Last Post: May 16, 2012:
Does anybody know which certificate show your ability in microwave ?
most of jobs in Telecommunication esp inmobile phone , High capacity radio ...
ask for a good knowladge in microwave . is CWNA sufficient for this purpose ?
Not in my opinion - although you might be able to dazzle people with your fast conversions between dBm and milliwatts. The coverage is much better than other wireless exams, like Cisco for example. The CWNA does get into antenna types, and their RF patterns, but not really that much talk about the peculiarities of Dish antennas. Calculating path loss, and allotting for earth bulge is covered decently for a Wi-Fi person.
I was impressed by the number of design issues discussed in the CWDP book.
There are some excellent books discussing OFDM and DSSS modulation used in Wi-Fi gear. The IEEE has their own Certification for wireless whch covers Wi-Fi and much more. One of the Ham Radio licenses used to have a microwave endorsement, but I don't know if any still do.
Satellite communications people are big into microwave.
There several good references dealing with microwave mentioned in posts and blogs on this site, but I'm short on time at the moment so you'll have to search for yourself.
Good luck, and I hope you find what you are looking for.
Start by searching for posts by Dave1234. He made many posts that covered Satellite comms.
[quote]One of the Ham Radio licenses used to have a microwave endorsement, but I don't know if any still do.[/quote]
all American ham radio licenses give license holders full privileges from 50 mHz up
As I remember, there was more to it than just access.
And even today it's not quite as simple as 50 MHZ and up.

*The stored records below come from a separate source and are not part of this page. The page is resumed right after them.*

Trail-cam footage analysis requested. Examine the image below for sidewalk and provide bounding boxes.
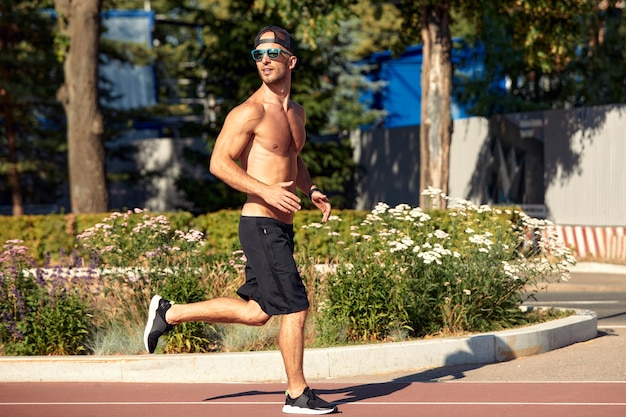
[0,264,626,383]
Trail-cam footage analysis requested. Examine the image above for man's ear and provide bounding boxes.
[289,55,298,69]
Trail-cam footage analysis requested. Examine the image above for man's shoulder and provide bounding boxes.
[227,99,265,123]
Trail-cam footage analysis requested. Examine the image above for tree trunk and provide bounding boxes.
[0,11,24,216]
[420,1,452,208]
[0,91,24,216]
[55,0,108,214]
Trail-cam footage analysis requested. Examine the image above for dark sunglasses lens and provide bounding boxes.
[267,49,280,59]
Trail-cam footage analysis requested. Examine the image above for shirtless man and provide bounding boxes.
[144,26,337,414]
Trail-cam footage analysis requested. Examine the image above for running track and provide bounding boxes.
[0,382,626,417]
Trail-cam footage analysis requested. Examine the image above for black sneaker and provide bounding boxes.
[143,295,174,353]
[283,387,337,414]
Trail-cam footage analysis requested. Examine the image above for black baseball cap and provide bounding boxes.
[254,25,296,53]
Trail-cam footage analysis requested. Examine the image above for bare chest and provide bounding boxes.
[255,106,306,154]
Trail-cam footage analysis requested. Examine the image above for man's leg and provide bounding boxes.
[165,297,270,326]
[278,310,308,398]
[143,295,270,353]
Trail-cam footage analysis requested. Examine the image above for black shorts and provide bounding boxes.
[237,216,309,316]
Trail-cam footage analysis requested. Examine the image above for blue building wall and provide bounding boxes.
[360,40,483,127]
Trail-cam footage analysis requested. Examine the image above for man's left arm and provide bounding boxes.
[296,155,330,223]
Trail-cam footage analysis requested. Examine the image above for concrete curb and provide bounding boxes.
[0,310,598,383]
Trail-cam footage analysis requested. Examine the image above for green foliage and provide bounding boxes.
[317,190,575,344]
[0,240,93,355]
[0,202,574,354]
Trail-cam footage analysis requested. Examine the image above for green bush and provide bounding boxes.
[317,191,575,345]
[0,195,574,354]
[0,240,93,355]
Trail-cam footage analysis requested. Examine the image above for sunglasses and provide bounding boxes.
[250,48,292,61]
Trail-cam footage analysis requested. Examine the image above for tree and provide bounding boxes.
[392,0,594,205]
[0,1,65,216]
[54,0,108,214]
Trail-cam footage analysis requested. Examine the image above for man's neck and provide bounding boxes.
[261,83,291,108]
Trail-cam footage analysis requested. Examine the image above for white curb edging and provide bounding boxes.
[0,310,598,383]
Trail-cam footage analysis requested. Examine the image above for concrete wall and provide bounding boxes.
[352,105,626,227]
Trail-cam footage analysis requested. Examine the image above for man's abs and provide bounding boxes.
[241,195,294,224]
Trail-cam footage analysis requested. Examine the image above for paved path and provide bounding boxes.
[0,264,626,417]
[0,382,626,417]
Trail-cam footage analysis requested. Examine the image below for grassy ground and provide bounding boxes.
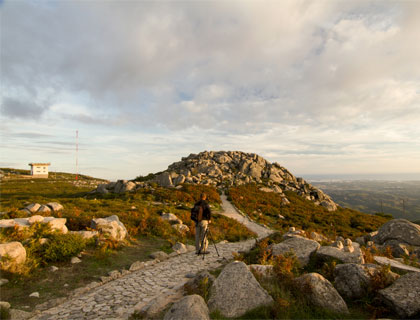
[229,184,390,239]
[0,172,256,310]
[1,238,170,311]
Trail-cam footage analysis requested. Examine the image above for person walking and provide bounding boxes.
[191,193,211,254]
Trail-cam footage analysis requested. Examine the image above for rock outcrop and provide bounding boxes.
[0,241,26,271]
[163,294,210,320]
[91,215,127,241]
[378,272,420,318]
[153,151,337,211]
[272,237,320,266]
[316,239,364,264]
[0,215,68,233]
[373,219,420,246]
[295,273,349,313]
[334,263,399,299]
[208,261,273,317]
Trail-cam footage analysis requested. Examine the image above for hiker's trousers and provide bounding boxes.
[195,220,209,252]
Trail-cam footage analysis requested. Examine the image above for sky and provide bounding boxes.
[0,0,420,180]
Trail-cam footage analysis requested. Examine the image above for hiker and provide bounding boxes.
[191,193,211,254]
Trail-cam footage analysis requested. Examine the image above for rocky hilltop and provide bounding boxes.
[153,151,337,211]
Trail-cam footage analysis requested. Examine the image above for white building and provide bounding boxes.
[29,163,51,178]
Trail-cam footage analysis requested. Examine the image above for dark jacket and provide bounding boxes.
[195,200,211,220]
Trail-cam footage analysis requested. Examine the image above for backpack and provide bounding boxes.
[191,204,204,222]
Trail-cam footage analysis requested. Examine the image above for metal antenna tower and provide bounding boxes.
[76,130,79,180]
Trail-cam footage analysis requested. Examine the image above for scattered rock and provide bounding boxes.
[172,242,188,253]
[129,261,144,271]
[172,224,190,233]
[47,202,64,212]
[373,219,420,246]
[295,273,349,313]
[208,261,273,317]
[37,204,51,213]
[70,230,99,239]
[378,272,420,318]
[0,301,10,310]
[334,263,399,299]
[28,215,44,225]
[0,241,26,272]
[272,237,320,266]
[316,241,364,264]
[25,203,41,213]
[71,257,82,264]
[161,212,182,224]
[150,251,169,261]
[91,215,127,241]
[163,294,210,320]
[9,309,32,320]
[248,264,273,277]
[373,256,420,272]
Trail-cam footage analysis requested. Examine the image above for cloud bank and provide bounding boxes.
[0,1,420,177]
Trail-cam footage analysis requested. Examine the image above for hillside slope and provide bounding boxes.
[148,151,337,211]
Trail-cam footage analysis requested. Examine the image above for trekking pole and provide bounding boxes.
[198,227,209,260]
[209,228,220,257]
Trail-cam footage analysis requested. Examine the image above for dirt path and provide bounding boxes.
[220,194,273,238]
[31,195,272,320]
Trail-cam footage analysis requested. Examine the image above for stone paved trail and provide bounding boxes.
[31,196,270,319]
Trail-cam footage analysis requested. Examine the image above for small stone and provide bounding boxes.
[71,257,82,264]
[0,301,10,310]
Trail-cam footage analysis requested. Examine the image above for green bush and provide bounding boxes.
[39,233,86,262]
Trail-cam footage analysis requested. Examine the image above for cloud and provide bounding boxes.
[1,97,48,119]
[0,0,420,179]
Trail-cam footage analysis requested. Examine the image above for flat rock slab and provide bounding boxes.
[373,256,420,272]
[378,272,420,318]
[316,243,364,264]
[295,273,349,313]
[163,294,210,320]
[272,237,321,266]
[373,219,420,246]
[208,261,273,318]
[334,263,399,299]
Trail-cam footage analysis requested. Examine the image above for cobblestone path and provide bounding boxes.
[31,197,269,320]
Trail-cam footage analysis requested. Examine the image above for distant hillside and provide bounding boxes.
[313,180,420,221]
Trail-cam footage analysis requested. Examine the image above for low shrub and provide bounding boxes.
[38,233,86,263]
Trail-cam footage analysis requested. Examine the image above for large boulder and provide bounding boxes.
[37,204,51,213]
[91,215,127,241]
[156,171,173,187]
[163,294,210,320]
[316,242,364,264]
[378,272,420,319]
[0,241,26,271]
[373,219,420,246]
[161,212,182,224]
[208,261,273,317]
[42,217,68,233]
[47,202,64,212]
[25,203,41,213]
[373,256,420,272]
[295,273,349,313]
[272,237,321,266]
[334,263,399,299]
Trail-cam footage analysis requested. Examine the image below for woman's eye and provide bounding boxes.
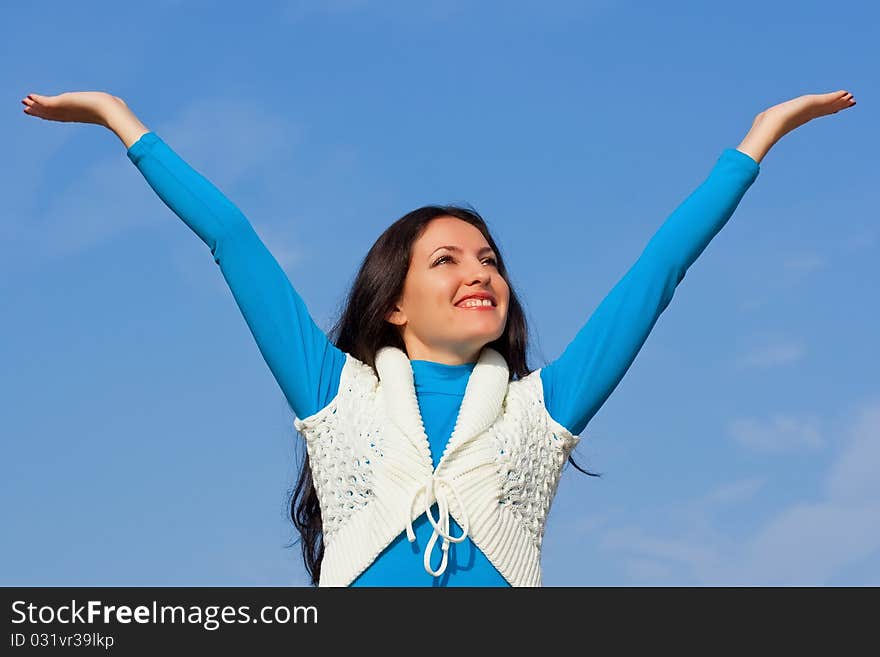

That's either simplistic or silly depending on how you look at it.
There are designated Ham bands, AND there are other various frequency ranges that ONLY designated people/businesses can use.
Just as example, try to use the frequency band just below Wi-Fi for terrestrial communications. Satellite people and the FCC will come down on you hard.
My mistake. That was a RADAR (microwave) endorsement.
And band restrictions still exist.
Congratulations. You found something you could misinterpret to start an argument. That ceased to be important to me 40 years ago. but if it makes your day...
all American ham radio licenses give license holders full privileges WITHIN THOSE SEGMENTS OF THE RF SPECTRUM AUTHORIZED TO AMERICAN RADIO AMATEURS from 50 mHz up.
It seems to me that you are the one that started a disagreement by posting an incomplete reply.
I was only trying to be as clear and precise as possible.
Some facts may have been immaterial to you for the last 40 years, but not every reader of this Forum has all that experience.
Sorry if I offended you. It was not my intent.